C’est donc un moment d’opportunités. Si vous et moi prenons le bon chemin, croyez-moi, dans six mois, à la fin de l’année, les gens auront oublié ce qui s’est passé, en termes d’économie. Et ne dites pas : « Survivrons-nous ou pas aux sanctions ». Ecoutez, nous leur avons survécu de toutes les manières. Nous devons reconstruire notre économie. Nous pouvons nous passer d’eux [l’Occident], nous avons tout ce dont nous avons besoin pour vivre et travailler normalement.

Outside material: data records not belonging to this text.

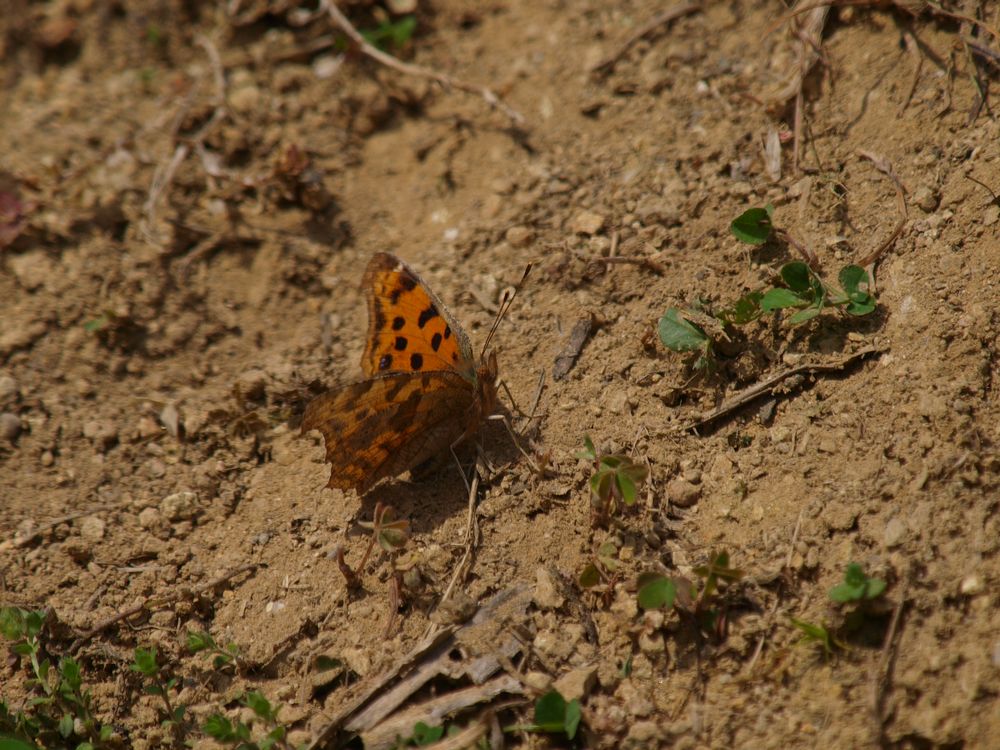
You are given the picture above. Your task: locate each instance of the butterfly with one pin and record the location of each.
(424, 390)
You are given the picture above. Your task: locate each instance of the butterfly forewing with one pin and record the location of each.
(388, 424)
(409, 329)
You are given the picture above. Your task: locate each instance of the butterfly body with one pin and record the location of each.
(423, 392)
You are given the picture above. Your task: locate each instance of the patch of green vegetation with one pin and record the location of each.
(395, 33)
(553, 715)
(241, 735)
(658, 591)
(615, 482)
(61, 712)
(857, 587)
(802, 290)
(221, 657)
(146, 664)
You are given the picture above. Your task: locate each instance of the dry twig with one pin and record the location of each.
(670, 14)
(882, 165)
(766, 386)
(419, 71)
(881, 673)
(155, 601)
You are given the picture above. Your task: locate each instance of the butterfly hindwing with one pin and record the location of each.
(409, 329)
(387, 424)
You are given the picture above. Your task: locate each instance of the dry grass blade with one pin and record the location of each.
(416, 70)
(670, 14)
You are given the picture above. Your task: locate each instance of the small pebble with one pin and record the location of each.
(8, 389)
(520, 236)
(895, 532)
(587, 222)
(92, 529)
(546, 594)
(10, 426)
(179, 506)
(577, 683)
(682, 493)
(149, 517)
(101, 433)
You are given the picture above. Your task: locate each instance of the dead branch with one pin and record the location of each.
(670, 14)
(419, 71)
(882, 165)
(157, 602)
(766, 386)
(881, 674)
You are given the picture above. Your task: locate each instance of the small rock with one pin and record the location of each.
(538, 681)
(101, 433)
(149, 518)
(577, 683)
(245, 99)
(927, 198)
(653, 209)
(991, 215)
(327, 66)
(546, 594)
(633, 701)
(8, 389)
(357, 661)
(10, 426)
(456, 609)
(644, 733)
(682, 493)
(520, 236)
(586, 222)
(32, 269)
(972, 584)
(651, 642)
(92, 529)
(553, 644)
(895, 532)
(179, 506)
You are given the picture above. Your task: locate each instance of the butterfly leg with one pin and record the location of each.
(461, 469)
(517, 442)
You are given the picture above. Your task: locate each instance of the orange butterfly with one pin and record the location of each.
(424, 391)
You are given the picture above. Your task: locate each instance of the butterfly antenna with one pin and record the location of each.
(505, 303)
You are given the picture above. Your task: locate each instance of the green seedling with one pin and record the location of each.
(864, 594)
(753, 226)
(396, 33)
(802, 291)
(61, 713)
(857, 587)
(657, 591)
(553, 715)
(160, 684)
(221, 657)
(817, 635)
(241, 736)
(616, 479)
(390, 533)
(601, 573)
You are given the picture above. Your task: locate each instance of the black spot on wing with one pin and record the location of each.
(429, 314)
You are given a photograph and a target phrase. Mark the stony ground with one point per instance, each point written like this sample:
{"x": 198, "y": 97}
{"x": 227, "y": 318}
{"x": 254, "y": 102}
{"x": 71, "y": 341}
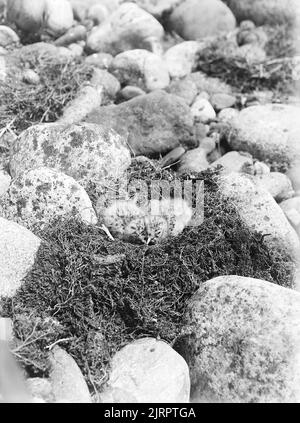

J’ai une proposition à vous faire. Nous avons toujours aidé nos alliés : nous avons aidé les Kazakhs, tout le monde. Vous avez ouvert le marché pour certains, je ne les nommerai pas, mais ils continuent de se sentir offensés. Nous devons donc nous rassembler au sein de l’OTSC, de la Communauté économique eurasienne, nous devons nous mettre ensemble. Après tout, tout le monde dit que nous devons être ensemble. Alors réunissons-nous!. Et croyez-moi, en rajoutant ces marchés, dans un mois, nous aurons oublié que nous somme sous sanctions. C’est pourquoi je pense à l’OTSC et la Communauté économique eurasienne. Je fais une proposition, j’ai le droit de faire une proposition…
V. Poutine : Bien sûr.
А. Lukachenko : Je pense que vous allez me soutenir. Nous devrions nous réunir à Moscou, nous asseoir à la table des négociations et nous mettre d’accord : nous vous vendons ceci, vous nous vendez cela, et nous allons construire notre politique économique commune.
C’est pourquoi je suis venu à Moscou aujourd’hui l’esprit tranquille, confiant dans le fait que nous ferons mieux que ce que nous avons fait depuis l’effondrement de l’Union soviétique et même en Union soviétique. La situation n’est pas telle que nous devrions « transpirer [à grosses gouttes] » et nous inquiéter de certains événements. Le temps est tout simplement essentiel, les grandes choses se voient de loin.
V. Poutine : Alexandre Grigorievitch, vous avez tout à fait raison, l’Union soviétique a effectivement vécu tout le temps sous les sanctions, s’est développée et a obtenu d’énormes succès. Je l’ai dit hier : même après 1990, il y avait des sanctions contre la Russie, qui existait depuis l’époque de l’Union soviétique, et puis elles sont devenues nouvelles, plus récentes. Il s’agit de la liste dite du Cocom, concernant des restrictions dans le domaine de la haute technologie. Tout cela était, et est toujours [d’actualité].
Et maintenant, on assiste à une frappe massive sur l’économie. Mais la pratique de ces dernières années a montré que là où les Occidentaux nous ont imposé des restrictions, nous avons acquis de nouvelles compétences et restauré les anciennes à un nouveau niveau technologique. Et tout cela fonctionne. Nous sommes certainement devenus plus forts dans ce sens, vous avez raison. C’est l’occasion, pour ainsi dire, d’avancer vers le renforcement de notre souveraineté technologique et économique.
C’est pour cela que nous sommes ici aujourd’hui, alors parlons-en plus en détail.